# When buying your first cow- questions? (dexter)



## Dirtslinger (Feb 10, 2007)

What type of questions should you ask when shopping for your first cow?
I don't want to get stuck with a garbage animal as I begin my small herd that will be used for breeding, meat and maybe even milk.
I've never had cattle before- don't want to be a sucker!!
Thanks.


----------



## francismilker (Jan 12, 2006)

Suggested questions to ask:
-Why are you selling this animal?
-Has this animal ever had close contact with people? (what was it's reaction?)
-If this is a milk animal, has it ever had mastitis?
-What type of health history does this animal have? (be specific. Don't afford someone the opportunity to dance around the truth.)
-Is the animal bred? 
-Have you had any conception problems with this cow?
-Has this cow ever had severe calving difficulties?

Just a few off the top of my head. I'm sure others will be able to pitch in as well.


----------



## genebo (Sep 12, 2004)

After you've done what francismilker said, go visit and talk to the owner. You can tell a lot about the animal by observing it's living conditions and observing how it reacts to the owner.

See if the animal is approachable and you are a match to it. If you're going to milk, you'll have a long and close relationship. Choose a cow you can get along with.

Look at the feet. Strong well formed feet are a good indication of overall health and condition. Look for bright eyes.

Ask for a guarantee of health. Nothing elaborate. Just make sure that you can bring her back if there's something wrong with her. 

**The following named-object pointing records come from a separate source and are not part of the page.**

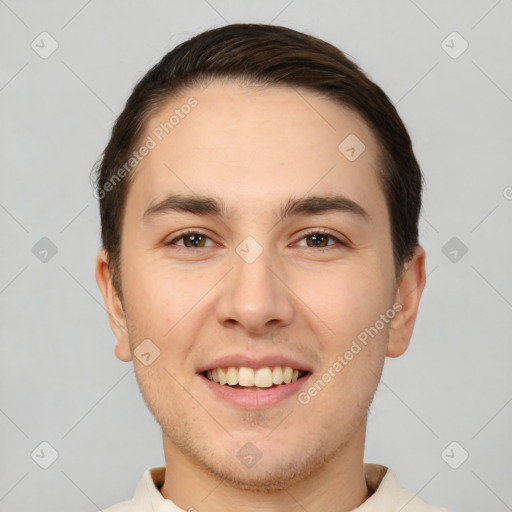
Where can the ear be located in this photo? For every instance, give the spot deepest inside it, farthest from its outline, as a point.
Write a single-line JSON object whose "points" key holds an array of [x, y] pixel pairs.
{"points": [[116, 315], [408, 296]]}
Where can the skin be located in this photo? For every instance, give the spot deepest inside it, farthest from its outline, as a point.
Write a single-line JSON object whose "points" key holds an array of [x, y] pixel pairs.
{"points": [[255, 147]]}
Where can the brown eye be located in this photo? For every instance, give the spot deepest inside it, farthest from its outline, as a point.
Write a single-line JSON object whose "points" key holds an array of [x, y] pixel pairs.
{"points": [[191, 240], [320, 239]]}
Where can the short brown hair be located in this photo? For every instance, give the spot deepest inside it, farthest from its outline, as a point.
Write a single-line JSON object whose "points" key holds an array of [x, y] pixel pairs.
{"points": [[268, 55]]}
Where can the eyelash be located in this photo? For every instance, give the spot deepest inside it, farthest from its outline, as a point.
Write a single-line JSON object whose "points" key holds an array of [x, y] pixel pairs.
{"points": [[311, 232]]}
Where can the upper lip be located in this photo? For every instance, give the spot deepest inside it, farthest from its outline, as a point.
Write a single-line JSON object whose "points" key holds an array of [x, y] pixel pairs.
{"points": [[239, 360]]}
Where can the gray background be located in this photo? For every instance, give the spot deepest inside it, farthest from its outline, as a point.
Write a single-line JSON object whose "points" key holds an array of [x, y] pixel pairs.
{"points": [[61, 382]]}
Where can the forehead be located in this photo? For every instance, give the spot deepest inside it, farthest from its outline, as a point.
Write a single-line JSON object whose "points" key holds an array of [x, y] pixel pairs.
{"points": [[254, 142]]}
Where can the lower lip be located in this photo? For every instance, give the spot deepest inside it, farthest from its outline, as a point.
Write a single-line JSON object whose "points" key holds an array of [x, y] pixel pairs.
{"points": [[253, 400]]}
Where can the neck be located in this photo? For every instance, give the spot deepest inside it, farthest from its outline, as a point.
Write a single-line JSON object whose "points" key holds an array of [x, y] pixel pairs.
{"points": [[338, 485]]}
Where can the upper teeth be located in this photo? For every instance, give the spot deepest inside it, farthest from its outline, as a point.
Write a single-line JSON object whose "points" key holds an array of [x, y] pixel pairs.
{"points": [[261, 377]]}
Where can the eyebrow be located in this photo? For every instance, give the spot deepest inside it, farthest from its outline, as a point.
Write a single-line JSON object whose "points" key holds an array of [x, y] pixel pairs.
{"points": [[204, 206]]}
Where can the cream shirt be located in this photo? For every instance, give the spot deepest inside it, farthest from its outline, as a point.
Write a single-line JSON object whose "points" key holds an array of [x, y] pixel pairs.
{"points": [[387, 495]]}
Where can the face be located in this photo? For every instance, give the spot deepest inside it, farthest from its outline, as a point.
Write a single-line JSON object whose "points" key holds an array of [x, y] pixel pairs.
{"points": [[228, 261]]}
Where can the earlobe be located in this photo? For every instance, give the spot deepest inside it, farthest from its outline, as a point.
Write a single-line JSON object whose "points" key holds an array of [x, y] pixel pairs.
{"points": [[410, 288], [114, 306]]}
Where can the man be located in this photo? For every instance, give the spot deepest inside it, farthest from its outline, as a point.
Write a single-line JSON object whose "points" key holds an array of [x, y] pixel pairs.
{"points": [[259, 202]]}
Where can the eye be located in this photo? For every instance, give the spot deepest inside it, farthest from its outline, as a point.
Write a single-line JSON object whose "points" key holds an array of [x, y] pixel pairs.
{"points": [[319, 238], [191, 239]]}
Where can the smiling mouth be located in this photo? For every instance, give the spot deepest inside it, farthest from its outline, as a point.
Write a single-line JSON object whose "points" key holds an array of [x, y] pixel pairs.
{"points": [[254, 379]]}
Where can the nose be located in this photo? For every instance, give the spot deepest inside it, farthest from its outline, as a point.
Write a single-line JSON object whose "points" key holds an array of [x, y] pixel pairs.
{"points": [[254, 296]]}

Then look at all the usual things. Conformation if you'll be breeding, udder and teats if you'll be milking, and disposition.

Genebo
Paradise Farm


----------



## elgordo (Apr 9, 2005)

I bought my Dexter when I was "just looking"! I too, have never owned a cow before. Now she's given me a nice little heifer!
Know why they are selling, in my case a gal had bought too many animals and couldn't afford the feed bill.
Look for an animal that is curious, not frightened easily. My cow hadn't been handled but within a couple of days ( and a little grain) I could touch her.
Clear eyes, eats well, doesn't limp. etc,
Best wishes!


----------